Assassination and legacy

What actually occurred during Lincoln's assassination has been clouded by the abysmal quality of the play he was seeing, which caused most potential witnesses to walk out by the third act.

Unfortunately, on April 14, 1865, a young actor, confederate agent and certified hood gangster named John Wilkes Booth capped Lincoln in the back of the head while the president attended the play No, No, Nanette. Booth then jumped onto the stage and shouted "Sic semper tyrannis!", which historians believe was a cry in Booth's own cryptic language that he believed would summon a Tyrannosaurus Rex to aid his escape. Despite leading a twelve-day manhunt for Booth and eventually finding and killing him in a Virginia barn, Lincoln eventually succumbed to his wounds. He became the first president to be assassinated while in office, and the most popular until John F. Kennedy.[17]

Lincoln's grotesquely large stature required an entire train to transport him back to his native Illinois, where his body was buried, dug up, stolen, recovered, and buried again an estimated seventeen times, mostly to be used as a prop or character in car insurance or insomnia medication commercials.

Lincoln continues to be considered one of the United States's greatest presidents, putting the likes of William Henry Harrison and James K. Polk to shame. While perhaps best remembered for his rigid opposition to slavery, eloquent speeches, and fine skill as a woodcutter, he will forever be known to his enemies and victims as perhaps the most bad-ass American political figure of the 19th century.[18]

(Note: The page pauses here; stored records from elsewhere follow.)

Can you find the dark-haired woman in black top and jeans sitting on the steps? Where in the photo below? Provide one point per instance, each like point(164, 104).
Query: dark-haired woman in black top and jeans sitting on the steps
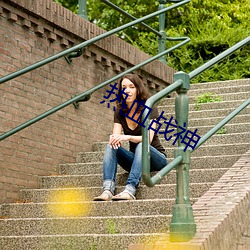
point(132, 92)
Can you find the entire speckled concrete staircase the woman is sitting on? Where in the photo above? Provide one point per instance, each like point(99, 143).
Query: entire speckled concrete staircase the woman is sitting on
point(62, 215)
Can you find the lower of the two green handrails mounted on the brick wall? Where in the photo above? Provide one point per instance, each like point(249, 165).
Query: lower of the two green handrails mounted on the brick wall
point(86, 95)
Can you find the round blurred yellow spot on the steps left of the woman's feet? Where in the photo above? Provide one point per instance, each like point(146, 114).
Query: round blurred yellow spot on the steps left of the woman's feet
point(68, 203)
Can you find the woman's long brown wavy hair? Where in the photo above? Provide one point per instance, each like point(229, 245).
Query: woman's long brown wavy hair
point(141, 93)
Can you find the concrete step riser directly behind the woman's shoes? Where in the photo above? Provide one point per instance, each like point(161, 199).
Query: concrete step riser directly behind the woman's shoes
point(87, 193)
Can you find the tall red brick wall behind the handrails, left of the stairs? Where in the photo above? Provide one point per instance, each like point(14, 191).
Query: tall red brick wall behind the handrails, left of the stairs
point(29, 32)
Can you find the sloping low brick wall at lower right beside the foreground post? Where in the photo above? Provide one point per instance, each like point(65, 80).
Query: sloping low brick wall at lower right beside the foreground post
point(222, 214)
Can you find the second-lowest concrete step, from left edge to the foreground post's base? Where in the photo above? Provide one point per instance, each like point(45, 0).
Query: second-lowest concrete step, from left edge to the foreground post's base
point(86, 225)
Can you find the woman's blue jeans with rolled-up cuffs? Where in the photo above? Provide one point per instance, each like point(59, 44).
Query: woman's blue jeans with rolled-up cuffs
point(132, 163)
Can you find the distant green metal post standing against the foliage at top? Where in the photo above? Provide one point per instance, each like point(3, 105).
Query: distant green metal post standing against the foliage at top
point(163, 37)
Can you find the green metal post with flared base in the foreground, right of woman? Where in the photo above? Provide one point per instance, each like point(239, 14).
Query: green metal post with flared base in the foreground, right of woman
point(182, 227)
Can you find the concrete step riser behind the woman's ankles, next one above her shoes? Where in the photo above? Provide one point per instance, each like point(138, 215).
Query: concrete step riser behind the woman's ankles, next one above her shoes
point(66, 181)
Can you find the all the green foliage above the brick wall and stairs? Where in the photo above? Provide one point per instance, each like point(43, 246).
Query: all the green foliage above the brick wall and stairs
point(213, 27)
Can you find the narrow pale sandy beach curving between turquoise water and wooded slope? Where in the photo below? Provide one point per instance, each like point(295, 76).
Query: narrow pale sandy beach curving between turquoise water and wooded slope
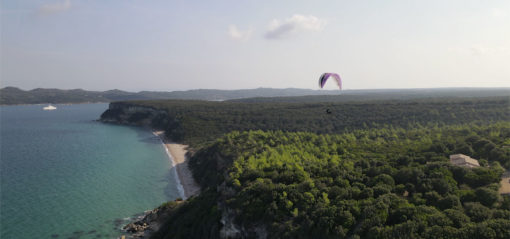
point(178, 153)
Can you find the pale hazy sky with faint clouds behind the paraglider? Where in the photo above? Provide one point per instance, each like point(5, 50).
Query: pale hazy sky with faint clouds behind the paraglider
point(232, 44)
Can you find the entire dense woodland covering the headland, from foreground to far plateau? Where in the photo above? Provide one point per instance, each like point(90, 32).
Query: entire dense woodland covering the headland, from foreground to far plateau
point(367, 170)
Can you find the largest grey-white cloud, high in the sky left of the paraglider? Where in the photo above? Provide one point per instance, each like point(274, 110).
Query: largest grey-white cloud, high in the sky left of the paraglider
point(297, 23)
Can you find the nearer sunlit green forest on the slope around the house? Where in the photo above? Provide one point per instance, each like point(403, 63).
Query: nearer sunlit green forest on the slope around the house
point(379, 183)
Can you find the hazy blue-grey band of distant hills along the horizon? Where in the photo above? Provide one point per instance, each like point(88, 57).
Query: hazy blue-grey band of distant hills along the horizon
point(13, 95)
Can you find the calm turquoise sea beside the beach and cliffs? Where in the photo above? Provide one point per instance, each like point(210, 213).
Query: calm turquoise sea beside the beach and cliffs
point(64, 175)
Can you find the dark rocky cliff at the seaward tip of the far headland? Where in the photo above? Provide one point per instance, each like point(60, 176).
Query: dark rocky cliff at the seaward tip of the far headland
point(132, 114)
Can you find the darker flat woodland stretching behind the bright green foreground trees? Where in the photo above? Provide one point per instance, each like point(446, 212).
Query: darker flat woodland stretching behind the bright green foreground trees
point(200, 122)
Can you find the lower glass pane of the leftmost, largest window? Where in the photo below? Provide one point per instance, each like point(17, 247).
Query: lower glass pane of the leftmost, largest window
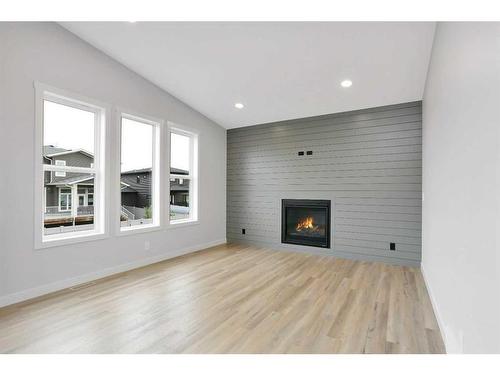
point(60, 216)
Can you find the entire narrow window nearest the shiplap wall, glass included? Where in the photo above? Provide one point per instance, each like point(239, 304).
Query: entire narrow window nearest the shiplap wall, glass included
point(183, 176)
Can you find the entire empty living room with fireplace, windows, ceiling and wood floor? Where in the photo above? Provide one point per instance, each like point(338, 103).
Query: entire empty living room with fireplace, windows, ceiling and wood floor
point(250, 187)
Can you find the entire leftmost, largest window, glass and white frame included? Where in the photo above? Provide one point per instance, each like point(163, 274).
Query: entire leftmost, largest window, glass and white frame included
point(70, 170)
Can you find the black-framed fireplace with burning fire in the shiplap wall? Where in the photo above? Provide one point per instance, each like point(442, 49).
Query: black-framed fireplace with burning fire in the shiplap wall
point(305, 222)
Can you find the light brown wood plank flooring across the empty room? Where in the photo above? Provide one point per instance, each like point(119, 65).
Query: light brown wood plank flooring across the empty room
point(233, 299)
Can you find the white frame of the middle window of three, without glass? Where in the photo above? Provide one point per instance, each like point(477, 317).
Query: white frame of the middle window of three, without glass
point(156, 175)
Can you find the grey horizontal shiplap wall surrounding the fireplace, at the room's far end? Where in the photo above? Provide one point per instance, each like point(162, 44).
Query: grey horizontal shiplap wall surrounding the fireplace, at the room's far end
point(369, 161)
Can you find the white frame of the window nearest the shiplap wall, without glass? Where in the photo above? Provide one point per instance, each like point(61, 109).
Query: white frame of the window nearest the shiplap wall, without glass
point(192, 176)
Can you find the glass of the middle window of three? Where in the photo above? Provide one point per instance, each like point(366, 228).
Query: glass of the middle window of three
point(136, 173)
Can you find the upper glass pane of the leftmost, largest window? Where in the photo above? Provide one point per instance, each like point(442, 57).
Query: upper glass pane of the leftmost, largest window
point(68, 136)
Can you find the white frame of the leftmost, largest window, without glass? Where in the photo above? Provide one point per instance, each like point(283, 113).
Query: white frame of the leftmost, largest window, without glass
point(45, 92)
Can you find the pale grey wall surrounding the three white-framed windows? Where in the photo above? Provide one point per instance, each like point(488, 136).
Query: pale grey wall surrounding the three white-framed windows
point(48, 53)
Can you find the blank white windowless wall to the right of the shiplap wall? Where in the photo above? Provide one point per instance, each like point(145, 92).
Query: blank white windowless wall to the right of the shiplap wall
point(461, 184)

  1. Later President of the United States and champion of the $50 Bill Showdown (defeating Eisenhower, who received the consolation prize of the dime).
  2. Although they may not have been aware of Lincoln's idea of compromise, which was often leaving his opponents face-down in a wagon-wheel trench.
  3. While the anti-slavery position of the 19th century Republican Party might seem confusing due to its current leaders, it should be noted that the Grand Old Party renounced its tolerant ways as early as 1895 when the Grumpy Caucasian Elder faction first gained power.
  4. Also referred to as the 'Bloodthirsty Three'.
  5. Ironically enough, Lincoln was born very near President's Day (celebrated).
  6. Most Superman historians do not consider Smallville to be official canon.
  7. He learned this from the Mafia, who he had occasional dealings with but never reached even lowly goon status.
  8. often identified as Mt Rushmore
  9. Tough guys don't smile.
  10. The result of the match was a draw, but historians agree that the elephant used a steel chair and most give credit to Lincoln for a victory.
  11. This was not in honor of the elephant who wrestled Lincoln. That elephant was actually a Democrat.
  12. With other arenas including wrestling, steel cage, and one memorable Lion's Den match where Lincoln and Douglas faced off amid a group of hungry lions.
  13. Southern agents, crazed conspiracy theorists, confused time-travelers
  14. Lincoln was ten inches taller than any previous President, and so most dimensions of the White House were woefully inadequate for his gargantuan frame.
  15. And in some cases the losing army would be required to perform other tasks for the victor, such as doing their laundry for a month, which would be stipulated before the fighting took place.
  16. The exact amount that a 'score' refers to has been lost to history,[citation needed] but most historians peg the number at around 600.
  17. Nuts to William McKinley.
  18. Millard Fillmore notwithstanding.